Queens Professor Brings Music ‘Bach’ to Schools

A professor at Queens College created a program called Bach to School that brings free classical musical concerts to elementary and middle schools in Queens.

 

“You’re never too young to learn to appreciate classical music,” says Maxine Fisher, Queens College English literature professor and director of the New York/Paris Exchange Program. She should know. Fisher, who grew up in Maspeth, fell in love with classical music at an early age. And now, as a labor of love, she’s bringing free classical musical concerts to elementary and middle schools in Queens as part of a program she’s created called Bach to School. Fisher created the program with the support of Edward Smaldone, director of QC’s Aaron Copland School of Music (ACSM). 

Aaron Copland School of Music at Queens College, Bach to School program

Queens College English professor Maxine Fisher with (left to right) John Kelly, Ryan Oberlin, Anthony Izzo, and Thomas Lee, saxophonists from the college’s Aaron Copland School of Music.

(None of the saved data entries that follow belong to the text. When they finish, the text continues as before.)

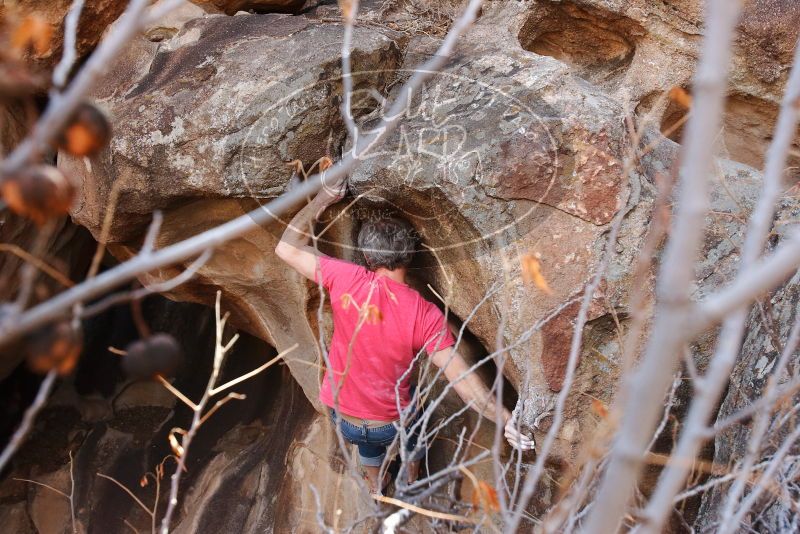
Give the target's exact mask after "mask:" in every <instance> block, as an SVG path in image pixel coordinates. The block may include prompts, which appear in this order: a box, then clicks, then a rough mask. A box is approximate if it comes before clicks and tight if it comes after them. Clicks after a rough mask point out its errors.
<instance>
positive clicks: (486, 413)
mask: <svg viewBox="0 0 800 534" xmlns="http://www.w3.org/2000/svg"><path fill="white" fill-rule="evenodd" d="M431 359H432V361H433V363H434V365H436V366H437V367H439V368H442V370H443V371H444V376H445V378H447V381H448V382H451V383H452V384H453V389H454V390H455V392H456V393H457V394H458V396H459V397H461V399H462V400H463V401H464V402H465V403H466V404H467V405H469V406H470V407H471V408H472V409H473V410H475V411H476V412H478V413H479V414H481V415H483V416H484V417H486V418H488V419H490V420H492V421H494V422H495V424H498V425H503V426H504V427H505V429H504V430H505V436H506V440H508V442H509V443H510V444H511V446H513V447H516V448H517V449H522V450H529V449H533V448H534V446H535V444H534V441H533V438H531V437H530V436H527V435H525V434H523V433H522V432H520V431H519V430H517V428H516V427H515V426H514V421H513V420H512V419H511V412H509V411H508V409H507V408H505V407H503V409H502V412H501V413H500V414H499V415H500V418H499V419H498V417H497V416H498V413H497V410H496V409H495V406H496V404H495V397H494V395H492V393H491V392H490V391H489V388H488V387H486V384H484V383H483V380H481V378H480V377H479V376H478V375H477V374H475V373H474V372H469V368H470V366H469V364H467V362H466V361H465V360H464V357H463V356H461V355H460V354H459V353H458V352H456V351H454V350H453V349H452V348H447V349H443V350H440V351H437V352H434V353H433V356H431Z"/></svg>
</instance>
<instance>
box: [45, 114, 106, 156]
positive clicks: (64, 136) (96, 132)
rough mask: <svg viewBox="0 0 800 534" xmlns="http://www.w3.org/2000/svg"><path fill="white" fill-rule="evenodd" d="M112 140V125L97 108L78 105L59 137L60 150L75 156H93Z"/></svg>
mask: <svg viewBox="0 0 800 534" xmlns="http://www.w3.org/2000/svg"><path fill="white" fill-rule="evenodd" d="M110 139H111V125H110V124H109V122H108V119H107V118H106V116H105V114H104V113H103V112H102V111H100V110H99V109H98V108H97V106H95V105H93V104H89V103H86V102H84V103H82V104H80V105H78V107H77V108H76V109H75V112H74V113H73V114H72V117H70V120H69V121H68V122H67V125H66V126H65V127H64V131H62V132H61V134H60V135H59V136H58V140H57V142H58V148H59V149H61V150H63V151H65V152H67V153H69V154H72V155H73V156H78V157H83V156H93V155H94V154H97V153H98V152H100V151H101V150H102V149H103V148H104V147H105V146H106V145H107V144H108V142H109V140H110Z"/></svg>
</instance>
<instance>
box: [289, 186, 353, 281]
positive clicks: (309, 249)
mask: <svg viewBox="0 0 800 534" xmlns="http://www.w3.org/2000/svg"><path fill="white" fill-rule="evenodd" d="M344 186H345V184H344V182H342V183H341V184H339V185H338V186H337V187H335V188H332V189H331V188H328V187H322V189H320V191H319V193H317V196H315V197H314V198H313V199H312V200H311V202H309V203H308V204H306V205H305V206H304V207H303V209H301V210H300V211H299V212H297V215H295V216H294V217H293V218H292V220H291V221H290V222H289V225H288V226H287V227H286V230H285V231H284V232H283V235H282V236H281V240H280V241H279V242H278V245H277V246H276V247H275V254H277V255H278V257H279V258H280V259H282V260H283V261H285V262H286V263H288V264H289V266H290V267H292V268H293V269H294V270H295V271H297V272H298V273H300V274H302V275H303V276H305V277H306V278H308V279H310V280H314V279H315V274H316V271H317V261H318V260H317V250H316V249H315V248H314V247H312V246H311V245H309V242H310V241H311V231H312V226H313V224H314V222H315V221H316V220H317V219H318V218H319V216H320V215H322V212H323V211H325V209H326V208H327V207H328V206H330V205H331V204H334V203H335V202H338V201H339V200H340V199H341V198H342V195H343V194H344Z"/></svg>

Fisher recalls her mother playing old opera recordings at home and taking her by bus and subway in the heat of summer to free classical concerts in Manhattan before she even started school. She advises parents to listen with their children to recordings of classical music—especially ballets and symphonic suites that tell a story, such as Tchaikovsky’s “The Nutcracker Suite” and “Swan Lake,” Stravinsky’s “The Firebird,” and Rimsky-Korsakov’s “Scheherazade.”

There are also radio and television stations that specialize in classical music programming, Fisher says, such as WQXR-FM, New York’s public radio station. “Even just a few minutes of listening each day with your children will have a great impact on their musical appreciation for years to come,” she says.  The PBS network offers “Great Performances,” a series of six concerts broadcast live from Lincoln Center each year, which brings the world’s greatest artists to millions of home viewers. In addition, the New York Philharmonic Orchestra performs free live outdoor evening concerts each summer in several borough parks. 

Fisher, who feels that music education is not a high enough priority in schools, makes classical pieces interactive, fun, and easy to understand for young students through her Bach to School program. Fisher turns the experience into a game, and her reward comes when an audience of young children—“most of whom have never heard a classical piece,” she says—raise their hands excitedly when they “get it.”

Using a $1,500 grant from the Queens College Foundation, Fisher will give free concerts this spring at public schools in East Elmhurst, Woodside, and Middle Village, accompanied by musicians from ACSM.